Every team has lost a few great players to the NBA after a season or two which has really hurt teams such as Wake Forest and NC State. It is hard enough to compete with Duke and Carolina even if their stars stay four years, much less one. 

If you believe in the free market, freedom of choice and equal treatment under the law, the transfer portal and NIL inadvertently might have just saved college athletics. 

The transfer portal took full flight during the COVID pandemic. It ostensibly was designed to give upperclassmen the chance to move to a new team without sitting out a year under previous restrictions. What it created, along with extensions of eligibility due to the lost COVID season of 2020, was a free-for-all market for talented players such as Brady Manek (UNC) and ACC player of the year Alondes Williams (Wake Forest) who left Oklahoma and not only prospered but excelled on their new teams. 

Both previously unheralded players significantly enhanced their chances to be drafted in the first round of the NBA with guaranteed contracts. What could be more free-market American than that? 

College coaches have always been able to break their contract; ditch their treasured recruits at the drop of a hat ― and a big fat new contract ― and not sit out a year. There was no symmetry to the player/coach relationship. 

Now there is. 

On top of the transfer portal, the NCAA now allows all athletes the opportunity to capitalize on their fame and be paid for their “name, image or likeness” if it is plastered on jerseys, posters or TV ads. There’s already rumors of an $8 million NIL QB “fund” being formed at the University of Tennessee to offer to high school senior Arch Manning if he attends his uncle Peyton Manning’s alma mater.  

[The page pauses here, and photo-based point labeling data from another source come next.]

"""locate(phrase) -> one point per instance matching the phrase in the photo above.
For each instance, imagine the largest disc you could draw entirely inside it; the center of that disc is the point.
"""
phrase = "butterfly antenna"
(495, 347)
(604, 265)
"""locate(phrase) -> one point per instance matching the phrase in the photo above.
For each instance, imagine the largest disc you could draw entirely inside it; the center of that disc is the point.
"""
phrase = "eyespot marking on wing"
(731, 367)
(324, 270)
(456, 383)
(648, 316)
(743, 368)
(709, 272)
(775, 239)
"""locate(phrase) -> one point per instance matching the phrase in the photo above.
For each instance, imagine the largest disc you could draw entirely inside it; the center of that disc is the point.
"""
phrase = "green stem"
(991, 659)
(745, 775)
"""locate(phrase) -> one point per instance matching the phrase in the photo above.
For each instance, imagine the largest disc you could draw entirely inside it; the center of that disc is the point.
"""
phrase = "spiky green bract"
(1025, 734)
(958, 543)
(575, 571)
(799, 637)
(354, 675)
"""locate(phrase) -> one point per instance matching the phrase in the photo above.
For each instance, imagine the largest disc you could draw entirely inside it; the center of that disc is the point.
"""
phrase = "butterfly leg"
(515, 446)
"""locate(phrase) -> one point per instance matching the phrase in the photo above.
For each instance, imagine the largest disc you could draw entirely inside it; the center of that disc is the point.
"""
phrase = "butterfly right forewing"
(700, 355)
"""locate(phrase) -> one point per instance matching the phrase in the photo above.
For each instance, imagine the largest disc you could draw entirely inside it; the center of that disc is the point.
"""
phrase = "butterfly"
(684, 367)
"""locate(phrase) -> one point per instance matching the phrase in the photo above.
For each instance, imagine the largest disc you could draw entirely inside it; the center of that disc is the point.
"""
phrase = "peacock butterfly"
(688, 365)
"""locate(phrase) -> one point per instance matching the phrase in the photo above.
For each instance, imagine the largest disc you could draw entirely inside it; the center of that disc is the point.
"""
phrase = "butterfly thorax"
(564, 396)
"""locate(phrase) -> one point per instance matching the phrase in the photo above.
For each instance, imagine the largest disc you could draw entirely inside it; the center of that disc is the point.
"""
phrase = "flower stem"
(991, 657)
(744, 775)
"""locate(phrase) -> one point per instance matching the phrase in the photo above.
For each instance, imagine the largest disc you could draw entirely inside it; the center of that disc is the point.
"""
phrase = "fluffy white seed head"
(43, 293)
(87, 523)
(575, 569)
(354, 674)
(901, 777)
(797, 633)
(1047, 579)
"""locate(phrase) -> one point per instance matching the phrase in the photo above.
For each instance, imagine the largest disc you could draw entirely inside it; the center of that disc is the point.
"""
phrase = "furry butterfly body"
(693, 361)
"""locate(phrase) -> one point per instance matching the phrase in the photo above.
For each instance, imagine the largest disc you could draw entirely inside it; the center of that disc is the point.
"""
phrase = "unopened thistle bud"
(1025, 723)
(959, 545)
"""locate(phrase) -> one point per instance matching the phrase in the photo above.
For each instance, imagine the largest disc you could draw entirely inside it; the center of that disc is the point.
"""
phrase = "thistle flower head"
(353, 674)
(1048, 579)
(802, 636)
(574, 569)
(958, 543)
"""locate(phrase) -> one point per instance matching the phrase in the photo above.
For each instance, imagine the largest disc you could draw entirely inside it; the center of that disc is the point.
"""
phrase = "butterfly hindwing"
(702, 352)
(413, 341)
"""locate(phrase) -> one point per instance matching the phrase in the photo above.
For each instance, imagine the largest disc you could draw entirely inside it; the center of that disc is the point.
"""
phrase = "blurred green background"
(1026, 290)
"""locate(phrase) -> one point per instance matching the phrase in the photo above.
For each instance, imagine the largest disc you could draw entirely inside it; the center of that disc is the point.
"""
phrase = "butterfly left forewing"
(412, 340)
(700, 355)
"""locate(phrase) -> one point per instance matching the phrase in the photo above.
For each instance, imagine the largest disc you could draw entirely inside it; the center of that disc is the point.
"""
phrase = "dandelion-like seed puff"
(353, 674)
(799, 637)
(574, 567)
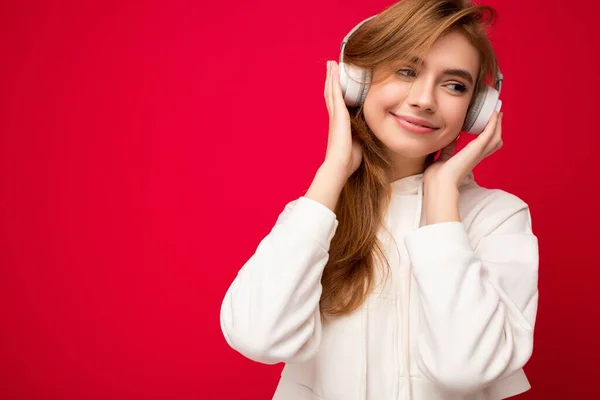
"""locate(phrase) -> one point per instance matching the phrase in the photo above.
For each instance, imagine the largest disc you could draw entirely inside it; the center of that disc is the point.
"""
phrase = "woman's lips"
(411, 126)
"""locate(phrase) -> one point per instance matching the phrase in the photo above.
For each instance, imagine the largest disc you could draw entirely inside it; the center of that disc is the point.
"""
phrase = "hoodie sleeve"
(477, 305)
(270, 312)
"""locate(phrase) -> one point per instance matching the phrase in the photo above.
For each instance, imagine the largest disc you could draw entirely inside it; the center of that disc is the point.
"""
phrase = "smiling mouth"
(412, 126)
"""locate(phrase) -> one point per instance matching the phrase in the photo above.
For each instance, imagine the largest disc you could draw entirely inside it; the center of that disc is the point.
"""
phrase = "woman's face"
(436, 96)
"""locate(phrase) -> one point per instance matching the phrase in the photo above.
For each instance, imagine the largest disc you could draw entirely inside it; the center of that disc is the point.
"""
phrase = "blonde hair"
(401, 32)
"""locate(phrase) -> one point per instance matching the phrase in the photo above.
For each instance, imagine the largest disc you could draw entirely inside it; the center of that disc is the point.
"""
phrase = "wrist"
(441, 203)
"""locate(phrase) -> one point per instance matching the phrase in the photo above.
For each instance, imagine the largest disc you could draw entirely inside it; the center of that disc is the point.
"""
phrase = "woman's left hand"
(451, 169)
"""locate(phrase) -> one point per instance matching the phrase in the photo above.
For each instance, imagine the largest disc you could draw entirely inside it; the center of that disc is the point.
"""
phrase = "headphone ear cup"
(355, 83)
(481, 110)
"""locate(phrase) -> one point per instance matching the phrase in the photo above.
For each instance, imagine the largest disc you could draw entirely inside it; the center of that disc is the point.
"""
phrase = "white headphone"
(355, 82)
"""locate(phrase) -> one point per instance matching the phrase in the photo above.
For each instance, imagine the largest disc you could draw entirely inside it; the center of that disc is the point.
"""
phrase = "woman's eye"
(458, 87)
(407, 72)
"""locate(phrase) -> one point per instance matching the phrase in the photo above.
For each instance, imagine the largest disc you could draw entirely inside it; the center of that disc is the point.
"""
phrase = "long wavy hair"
(404, 30)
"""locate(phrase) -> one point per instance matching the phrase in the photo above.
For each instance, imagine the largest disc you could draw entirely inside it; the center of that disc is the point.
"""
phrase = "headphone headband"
(497, 83)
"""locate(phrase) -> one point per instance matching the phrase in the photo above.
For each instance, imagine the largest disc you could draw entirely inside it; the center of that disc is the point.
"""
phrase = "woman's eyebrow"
(461, 73)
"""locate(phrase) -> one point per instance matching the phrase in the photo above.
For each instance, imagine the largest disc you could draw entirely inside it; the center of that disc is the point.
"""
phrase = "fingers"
(327, 91)
(495, 142)
(338, 97)
(448, 151)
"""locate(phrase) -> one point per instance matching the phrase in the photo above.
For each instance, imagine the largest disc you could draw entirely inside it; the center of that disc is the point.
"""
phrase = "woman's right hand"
(343, 152)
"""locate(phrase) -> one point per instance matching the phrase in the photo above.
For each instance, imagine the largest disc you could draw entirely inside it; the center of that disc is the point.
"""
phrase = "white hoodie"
(453, 320)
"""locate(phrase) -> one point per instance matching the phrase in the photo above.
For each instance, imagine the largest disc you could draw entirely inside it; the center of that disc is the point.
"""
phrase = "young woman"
(396, 276)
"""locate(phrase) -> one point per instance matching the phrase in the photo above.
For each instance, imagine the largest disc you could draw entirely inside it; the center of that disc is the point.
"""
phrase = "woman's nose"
(421, 96)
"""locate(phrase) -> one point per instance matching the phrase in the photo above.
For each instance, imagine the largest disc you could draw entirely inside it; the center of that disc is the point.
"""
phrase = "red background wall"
(147, 147)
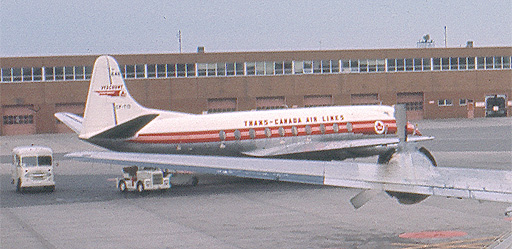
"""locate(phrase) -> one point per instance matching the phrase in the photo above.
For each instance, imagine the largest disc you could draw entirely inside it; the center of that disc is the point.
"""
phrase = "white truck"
(32, 167)
(142, 179)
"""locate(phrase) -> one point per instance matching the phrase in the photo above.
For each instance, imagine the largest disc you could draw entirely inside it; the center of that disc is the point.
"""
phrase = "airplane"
(305, 145)
(114, 120)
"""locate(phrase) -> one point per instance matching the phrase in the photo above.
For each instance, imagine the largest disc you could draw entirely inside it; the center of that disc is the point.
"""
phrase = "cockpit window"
(44, 161)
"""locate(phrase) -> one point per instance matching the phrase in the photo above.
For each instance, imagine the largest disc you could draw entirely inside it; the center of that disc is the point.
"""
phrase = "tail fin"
(108, 102)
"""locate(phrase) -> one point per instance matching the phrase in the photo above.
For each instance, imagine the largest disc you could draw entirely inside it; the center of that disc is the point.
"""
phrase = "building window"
(391, 65)
(444, 102)
(364, 99)
(38, 73)
(481, 63)
(381, 65)
(161, 71)
(498, 62)
(180, 70)
(191, 70)
(201, 69)
(454, 63)
(506, 62)
(279, 67)
(151, 70)
(171, 70)
(298, 67)
(335, 66)
(317, 100)
(463, 63)
(250, 68)
(222, 105)
(140, 71)
(239, 68)
(27, 73)
(409, 65)
(260, 68)
(463, 102)
(326, 66)
(88, 72)
(363, 66)
(426, 64)
(221, 69)
(230, 69)
(445, 62)
(400, 65)
(48, 73)
(308, 67)
(489, 62)
(266, 103)
(18, 119)
(471, 63)
(317, 67)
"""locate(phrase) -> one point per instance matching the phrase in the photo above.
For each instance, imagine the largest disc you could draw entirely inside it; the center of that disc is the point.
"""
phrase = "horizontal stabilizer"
(478, 184)
(71, 120)
(127, 129)
(314, 146)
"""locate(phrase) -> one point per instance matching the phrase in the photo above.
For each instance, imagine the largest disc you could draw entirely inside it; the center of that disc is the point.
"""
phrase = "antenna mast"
(445, 44)
(179, 39)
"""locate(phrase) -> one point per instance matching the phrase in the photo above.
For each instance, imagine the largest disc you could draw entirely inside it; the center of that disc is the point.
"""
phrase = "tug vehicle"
(143, 179)
(32, 168)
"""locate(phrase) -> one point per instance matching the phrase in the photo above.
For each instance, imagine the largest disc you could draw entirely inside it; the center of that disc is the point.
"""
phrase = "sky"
(72, 27)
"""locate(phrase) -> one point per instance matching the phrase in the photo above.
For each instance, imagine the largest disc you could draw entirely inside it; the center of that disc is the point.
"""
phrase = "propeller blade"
(363, 197)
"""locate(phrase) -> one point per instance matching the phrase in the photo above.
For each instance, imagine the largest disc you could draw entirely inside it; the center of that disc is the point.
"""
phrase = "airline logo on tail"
(112, 91)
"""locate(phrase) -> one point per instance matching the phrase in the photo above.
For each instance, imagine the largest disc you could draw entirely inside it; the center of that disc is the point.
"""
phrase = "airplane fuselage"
(234, 134)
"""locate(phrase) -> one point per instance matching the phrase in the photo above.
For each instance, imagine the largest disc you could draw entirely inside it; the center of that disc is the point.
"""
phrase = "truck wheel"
(122, 186)
(50, 188)
(195, 181)
(18, 186)
(140, 187)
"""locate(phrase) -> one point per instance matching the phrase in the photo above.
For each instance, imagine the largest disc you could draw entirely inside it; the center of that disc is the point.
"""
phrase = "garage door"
(75, 108)
(413, 103)
(18, 120)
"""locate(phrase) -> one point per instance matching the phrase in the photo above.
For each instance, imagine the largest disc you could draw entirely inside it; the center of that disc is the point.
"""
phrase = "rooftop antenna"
(445, 44)
(179, 39)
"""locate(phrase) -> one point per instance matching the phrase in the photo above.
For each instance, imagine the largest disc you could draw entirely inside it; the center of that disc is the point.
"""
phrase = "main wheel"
(19, 188)
(140, 187)
(122, 186)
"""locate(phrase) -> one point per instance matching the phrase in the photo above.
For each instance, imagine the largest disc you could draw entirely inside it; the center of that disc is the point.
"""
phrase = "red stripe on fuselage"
(363, 127)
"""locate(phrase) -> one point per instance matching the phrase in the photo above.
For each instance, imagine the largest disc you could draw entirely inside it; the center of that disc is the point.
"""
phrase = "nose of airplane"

While “cash payments under the table” from a booster who owned a lot of used car dealerships was considered illegal in 2021, those same payments from that very same used car dealer can front millions for a NIL fund legally for a college superstar in the future.  

As one veteran lobbyist in DC used to say when he wanted a law changed: “It ain’t illegal if it is legal!”  

Athletes in the past, particularly those who came from humble beginnings and backgrounds, were faced with a Hobson’s choice: stay trapped in a college program they might not like or go pro early, sign an agent; lose college eligibility and try to make some money for themselves and their family with no guarantee of making a team and getting a contract. 

No violin virtuoso was ever forced to stay in college if they were on a music scholarship. They could go “pro” and play at Carnegie Hall the next day if they wanted and still complete their college education. 

NIL gives the not-quite Zion Williamson-level talented player the option to stay in college; make a few thousand or even hundreds of thousands of dollars; get more experience and exposure at high-profile programs such as Duke or Carolina and not be relegated to the NBA developmental G league and play for the Fort Wayne Mad Ants where maybe 1000 people will ever see them play. 

Playing in college and in March Madness with some NIL money in their pocket has to be more fun than riding the bench in the G league or overseas. 

The opportunity to turn NIL into a colossal cesspool of unethical alumni booster involvement is immense and needs to be addressed. But the transfer portal when combined with NIL might be the best thing to happen to college athletics in decades.